Interview Prep — Generative AI Systems

Companion to /gen-ai. /gen-ai is reference depth; this page is onsite cadence: opening script, retrieval detail, tooling, evaluation, economics, outages, drills, diagrams.

Rehearsal cadence

Slot	Activity
10 min/day	Speak Opening frame (below) aloud
25 min ×2 / week	End-to-end diagram + seven failure arrows each with metric
Weekly	`Follow-ups` verbally, no notes

Opening frame (~60 seconds, fixed order)

Intent: conversational QA • summarization • extraction • routing • rewriting—explicit if output requires validated JSON.
Risk band: low-stakes copy vs contractual / financial / regulated (selects review, abstain, retention, logging stance).
Grounding contract: internal corpus only • web tolerated • citations required? explicit refusal behavior?
SLO triad: qualitative accuracy/refusal stance, latency tail emphasis, coarse economics ($/successful outcome class).

Interview hinge sentence:

“I treat completions as unreliable until corroborated—grounding, tools, validators, eval, degrade paths all express that mistrust.”

Retrieval & ingestion (don't hand-wave “we RAG”)

Source hygiene

Call out ingestion risks by source:

Source	Typical failure
SaaS connectors	partial sync / duplicate events
Web crawl	boilerplate/nav pollution
User uploads	adversarial documents
Warehouse exports	ambiguous staleness

Isolation line:

“ACL metadata is attached before embedding; retrieval filter is mandatory per request—no ‘global vector search’ for multi-tenant products.”

Chunking talk track

Justify chunk size/overlap with offline slices, not magic constants.
Call out tables, code, multilingual rows as special cases.

Retrieval strategies

Be ready to compare:

Mode	Strength	Weakness
Dense vectors	fuzzy semantic match	rare tokens / SKUs
Sparse lexical	exact-ish hits	vocabulary mismatch
Hybrid + fusion	pragmatic default	tuning + latency

Reranking: improves precision after recall is healthy—not a band-aid for empty/bad corpora.

Packing context

Deduplicate overlapping chunks.
Trim boilerplate headings that steal token budget.
Keep user question visible without burying it under evidence spam.

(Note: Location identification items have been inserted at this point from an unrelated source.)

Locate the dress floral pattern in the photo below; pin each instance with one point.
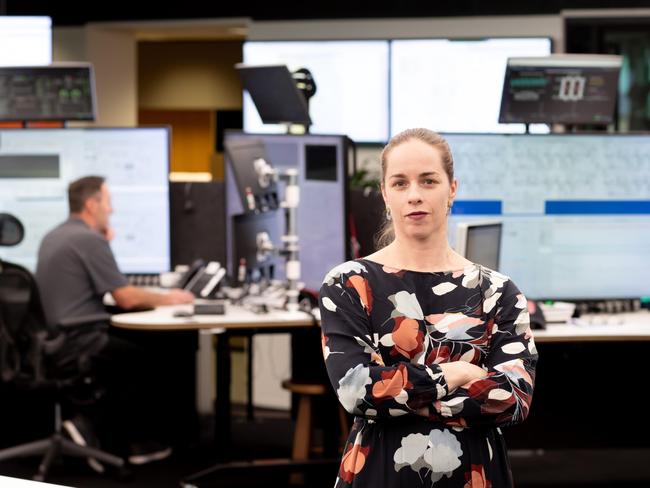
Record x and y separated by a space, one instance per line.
385 333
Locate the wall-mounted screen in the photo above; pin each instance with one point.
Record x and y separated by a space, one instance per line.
455 85
38 164
25 40
56 92
575 209
351 85
561 89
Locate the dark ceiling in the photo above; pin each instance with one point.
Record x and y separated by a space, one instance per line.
79 13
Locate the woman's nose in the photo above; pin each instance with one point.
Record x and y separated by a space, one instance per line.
414 195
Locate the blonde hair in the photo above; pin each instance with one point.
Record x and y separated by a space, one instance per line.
386 234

Structured outputs & tools

Frame tools as narrow RPCs:

Control	One-liner
AuthZ	User identity authorizes side effects—not model confidence
Schema validation	Malformed tool JSON fails closed
Idempotency	Retries converge on same business effect
Timeouts	Model cannot wedge thread pools indefinitely
Audit	Log trace id, corpus version, retrieval ids, redacted args

Bounded JSON repair: cap attempts; never infinite token burn fixing syntax.

Evaluation & monitoring

Offline

Versioned golden sets with fingerprinted corpora + prompts; prevent train/eval leakage when iterating chunkers.

Online (examples of metrics & actions)

Metric	Escalation
retrieval_empty_rate	indexer / ACL regression
refusal_rate spike	safety filter / prompt drift
tool_error_rate	downstream outage / schema drift
cost_per_success	cache hit rate / router model / context bloat

Human review

Schedule sampling for high-stakes misses—not only reactive firefighting.

Cost & latency levers

Mention without brand flex:

Route simple intents to smaller checkpoints.
Parallelize independent retrieval shards (mind provider rate limits).
Cache retrieve results (tenant-scoped keys) vs final answers (higher staleness risk—say it).
Stream tokens for perceived responsiveness when allowed.

Security & abuse (tight)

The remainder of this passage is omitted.